Según datos de la OMS, el 80% de la población mundial recurre a la medicina tradicional y, especialmente, a las plantas medicinales, para aliviar situaciones propias de la atención primaria de la salud. Esta situación es especialmente observada en países en vías de desarrollo, con énfasis en aquellos en los que las prácticas de la medicina tradicional conservan un fuerte vínculo con las prácticas de las etnias originarias 1).
El Paraguay no es ajeno a esta situación y el uso de plantas medicinales para prevenir o tratar diversas dolencias persiste, tanto en la población rural como en la urbana. Diferentes autores describieron cantidades variables de especies, entre las autóctonas y las introducidas, empleadas como medicinales, y éstas fácilmente superan las 300 especies 2.
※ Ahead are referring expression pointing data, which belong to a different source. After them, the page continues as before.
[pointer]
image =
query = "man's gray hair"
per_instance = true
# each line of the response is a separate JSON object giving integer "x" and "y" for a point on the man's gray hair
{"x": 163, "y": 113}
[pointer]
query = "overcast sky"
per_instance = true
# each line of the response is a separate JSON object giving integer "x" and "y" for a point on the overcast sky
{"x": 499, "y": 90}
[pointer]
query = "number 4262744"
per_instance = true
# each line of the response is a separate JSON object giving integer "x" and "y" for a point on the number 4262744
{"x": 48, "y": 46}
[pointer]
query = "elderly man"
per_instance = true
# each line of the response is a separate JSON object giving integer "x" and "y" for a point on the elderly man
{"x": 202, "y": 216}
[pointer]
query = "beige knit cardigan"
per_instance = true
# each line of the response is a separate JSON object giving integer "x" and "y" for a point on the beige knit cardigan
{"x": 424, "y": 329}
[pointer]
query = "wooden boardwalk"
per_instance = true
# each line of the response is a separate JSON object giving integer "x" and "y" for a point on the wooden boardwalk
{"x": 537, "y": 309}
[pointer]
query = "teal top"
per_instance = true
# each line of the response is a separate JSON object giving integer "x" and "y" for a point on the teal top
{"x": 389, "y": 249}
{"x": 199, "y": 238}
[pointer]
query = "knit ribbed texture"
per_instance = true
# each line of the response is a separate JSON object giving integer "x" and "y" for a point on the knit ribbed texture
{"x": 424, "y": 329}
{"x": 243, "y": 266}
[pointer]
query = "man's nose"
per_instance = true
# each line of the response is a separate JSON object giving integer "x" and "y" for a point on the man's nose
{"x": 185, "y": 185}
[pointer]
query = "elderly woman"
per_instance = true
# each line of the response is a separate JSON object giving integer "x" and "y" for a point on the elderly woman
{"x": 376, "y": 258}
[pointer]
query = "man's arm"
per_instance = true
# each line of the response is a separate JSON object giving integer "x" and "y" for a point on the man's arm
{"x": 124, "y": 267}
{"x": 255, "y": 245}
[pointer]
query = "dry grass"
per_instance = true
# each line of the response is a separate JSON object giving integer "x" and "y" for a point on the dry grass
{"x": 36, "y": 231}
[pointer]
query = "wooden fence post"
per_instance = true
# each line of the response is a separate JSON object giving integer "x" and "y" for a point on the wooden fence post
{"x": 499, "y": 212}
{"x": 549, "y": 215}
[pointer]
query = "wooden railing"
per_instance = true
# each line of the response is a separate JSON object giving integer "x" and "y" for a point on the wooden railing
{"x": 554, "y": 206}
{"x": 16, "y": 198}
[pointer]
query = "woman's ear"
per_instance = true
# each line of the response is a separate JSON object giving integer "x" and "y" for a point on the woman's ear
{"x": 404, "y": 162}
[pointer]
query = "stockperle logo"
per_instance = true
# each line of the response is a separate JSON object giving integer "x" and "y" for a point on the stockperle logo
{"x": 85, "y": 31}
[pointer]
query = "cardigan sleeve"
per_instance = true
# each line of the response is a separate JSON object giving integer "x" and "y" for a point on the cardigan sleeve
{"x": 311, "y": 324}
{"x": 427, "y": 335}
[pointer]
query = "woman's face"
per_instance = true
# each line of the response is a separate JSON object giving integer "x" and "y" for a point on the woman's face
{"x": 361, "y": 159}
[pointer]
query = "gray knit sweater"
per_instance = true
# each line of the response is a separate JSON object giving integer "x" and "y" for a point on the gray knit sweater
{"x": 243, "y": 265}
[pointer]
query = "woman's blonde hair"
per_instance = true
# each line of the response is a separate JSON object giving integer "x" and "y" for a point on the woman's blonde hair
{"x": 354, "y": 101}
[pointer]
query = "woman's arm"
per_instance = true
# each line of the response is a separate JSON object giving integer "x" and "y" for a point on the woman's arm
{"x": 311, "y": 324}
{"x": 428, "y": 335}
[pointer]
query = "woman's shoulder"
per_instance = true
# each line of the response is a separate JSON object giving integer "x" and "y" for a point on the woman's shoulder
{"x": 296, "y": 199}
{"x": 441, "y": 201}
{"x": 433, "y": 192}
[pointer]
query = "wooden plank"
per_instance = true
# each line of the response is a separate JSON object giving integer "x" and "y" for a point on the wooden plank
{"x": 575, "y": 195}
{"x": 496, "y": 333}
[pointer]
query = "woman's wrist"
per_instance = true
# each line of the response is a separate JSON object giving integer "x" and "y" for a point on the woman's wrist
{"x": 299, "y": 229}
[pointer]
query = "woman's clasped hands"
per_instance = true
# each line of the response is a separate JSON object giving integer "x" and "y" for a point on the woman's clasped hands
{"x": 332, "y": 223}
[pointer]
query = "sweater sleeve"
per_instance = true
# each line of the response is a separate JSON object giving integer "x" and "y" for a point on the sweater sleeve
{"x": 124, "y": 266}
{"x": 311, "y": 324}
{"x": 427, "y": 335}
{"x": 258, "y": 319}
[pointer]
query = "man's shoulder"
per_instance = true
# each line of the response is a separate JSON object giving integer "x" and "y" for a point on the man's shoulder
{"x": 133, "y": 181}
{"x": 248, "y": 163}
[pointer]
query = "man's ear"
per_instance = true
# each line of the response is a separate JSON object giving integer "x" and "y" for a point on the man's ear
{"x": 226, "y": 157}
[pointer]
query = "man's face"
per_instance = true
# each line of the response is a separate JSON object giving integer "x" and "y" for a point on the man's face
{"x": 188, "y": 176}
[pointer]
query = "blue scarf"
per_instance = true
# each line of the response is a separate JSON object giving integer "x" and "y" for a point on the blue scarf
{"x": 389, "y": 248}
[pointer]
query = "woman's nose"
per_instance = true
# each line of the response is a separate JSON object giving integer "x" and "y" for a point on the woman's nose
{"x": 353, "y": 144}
Todas las plantas, en mayor o menor grado, ya sea íntegras o en alguno de sus órganos, son capaces de exhibir toxicidad, aún algunas especies consumidas en la alimentación. Esto se debe a la producción de moléculas conocidas como metabolitos secundarios, que les permiten -en el tema que nos ocupa a los vegetales- prosperar en el ambiente, relacionarse con otras especies y resistir los embates de factores bióticos y abióticos adversos del medio. Estos compuestos son de naturaleza muy diversa y entre ellos contamos a los alcaloides, los polifenoles, las saponinas, los terpenoides volátiles y una gran variedad de glicósidos, como los cianogénicos, los cardiotónicos y los glucosinolatos, etc. Esta respuesta metabólica de los vegetales compensa exitosamente su limitación de movimiento para evadir el ataque de depredadores o la excesiva exposición a las radiaciones y los agentes oxidantes.
El metabolismo secundario de los vegetales aportó a la humanidad, desde tiempos remotos y hasta hoy, numerosas moléculas útiles para el tratamiento de diversas enfermedades. Nadie discute la utilidad de los salicilatos, los glicósidos cardiotónicos, los purgantes antraquinónicos, los anestésicos locales, los analgésicos opioides y los inhibidores de despolimerización de tubulina, solo por citar algunos ejemplos. Todos ellos comparten su origen vegetal y desde ahí los tomamos como principios activos, precursores de ellos o modelos estructurales para el diseño de nuevos recursos terapéuticos. Su empleo es fruto de la tradición, la observación sistemática y la experimentación.
El artículo de Sánchez Insfrán y colaboradores 3 incluido en este número, nos enfrenta a una realidad que algunos ocultan y que muchos rechazan con base en la creencia errónea que las plantas medicinales están libres de toxicidad y efectos adversos. De diversas formas estamos expuestos a plantas con reconocida toxicidad 4 y el riesgo de sentir sus efectos deletéreos aumenta con su ingesta y la introducción de especies para diferentes propósitos. Por otra parte, gozamos en nuestro medio del acceso a una rica tradición en el uso de recursos fitoterapéuticos, cuyo uso racional requiere del apoyo de la ciencia para dar los pasos necesarios en su validación, con vistas a disponer de medicamentos seguros, eficaces y con calidad sostenida.